Brothers? she wondered. Do youkai have brothers? Families? The two youkai seemed identical as their stared at the land. Then the one on the left turned toward her, and she saw that his face bore stripes like claw marks, and on his forehead was a deep blue crescent moon.

* * *

"Your human is awake," Sesshoumaru said coolly, glancing at Tomiko's round, staring eyes. "What a scrawny thing. She looks like she's barely old enough to stand on her own."

"She's actually not much younger than you, pup," Inutaisho warned. "Don't age yourself beyond your years."

Sesshoumaru, still very young sometimes, tried to ignore the jibe but ended up blushing anyway. "This Sesshoumaru will leave now," he said. "But Father, know this: the youkai have no use for one who chooses a human over his own family. Even if Inuaoiryu was out of place in his attack, if anyone connects your taking of the girl with his destruction, your lives will be in danger." 

With that, the younger youkai walked to where he had parked his chariot, and it rose from the rocky hill in a swirling cloud of air, pulled a lesser dragon demon. Sesshoumaru could not fly like his father. Inutaisho watched his son until he disappeared, then went to find Tomiko, who was still peering out of the cave mouth, her eyes and mouth perfect Os.

Inutaisho greeted her with a smile. "My method of transportation is a bit more humble than Sesshoumaru's," he said, not wanting to explain exactly who the other youkai was at the moment. Someday, of course, he'd tell her about Sesshoumaru, but for now, it was too delicate a situation. The great clan of inu-yokai wasn't the most accepting lot. "However, my lady, would you like to take a tour of my kingdom today?"

Tomiko blinked for a moment, as she'd been expecting an introduction to what she thought must be her benefactor's brother, but she decided to let the matter drop. Inutaisho could only mean to carry her on his back again. The thought of experiencing that terrifying, thrilling flight again was more than enough to make her forget the strange youkai.

"I'd love to," she said. "But first . . . can you please look away?"

Puzzled, Inutaisho complied.

After a few moments, she said, "You can turn around now." As he did, he saw that she'd rearranged her summer kimono to bare her legs, tucking the edges up between them, to form a crude pair of pants. More than slightly turned on by her logical actions, it was hard for him to stop staring wolfishly at her long enough for her to clamber onto his back and tuck her legs around his waist.

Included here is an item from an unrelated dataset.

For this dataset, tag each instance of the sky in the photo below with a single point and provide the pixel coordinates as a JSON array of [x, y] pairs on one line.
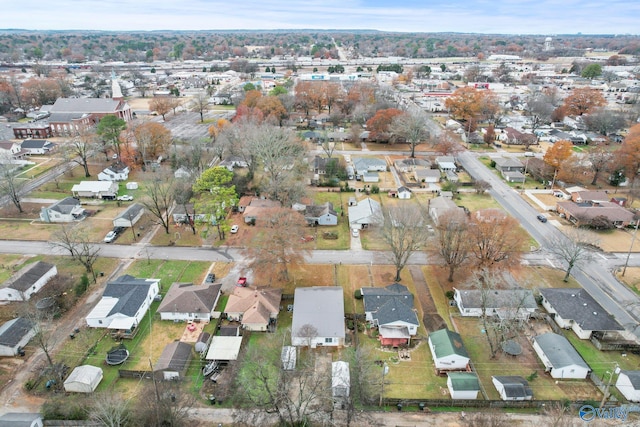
[[462, 16]]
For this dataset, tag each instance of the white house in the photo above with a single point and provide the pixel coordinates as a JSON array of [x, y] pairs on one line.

"I think we'll need to pick up some different traveling clothes for you," the taiyoukai said, and then leapt into the air, landing on a far tree branch. She needed them, as much for her own comfort as for his. Having her glomped onto him, her bare legs riding his hips, was far too distracting to be safe.

The woods were always full of minor youkai, especially away from the cities as they were. Distractions, no matter how pleasant, were always dangerous.

**End Part One**


	2. Part II

**_Under the Dog Star Part II_**  
(_Containing the whole of chapters 7-12)_

Chapter Seven: The Death of Dreams

Near the village of Kusabana, something dreadful was happening.

The day before, a powerful youkai had been destroyed, its blackened blood spilt onto the ground mercilessly by the powerful jaws of its enemy. The body of the beast had disappeared into the ether, it's enhanced form of a smoke blue dragon dog fading down to the much smaller body of a human, whose neck had been ripped out. The human form had bled onto the ground as well. The body was mangled. It was very, very, very dead. As was, supposedly, the soul that had been inhabiting it at its time of death.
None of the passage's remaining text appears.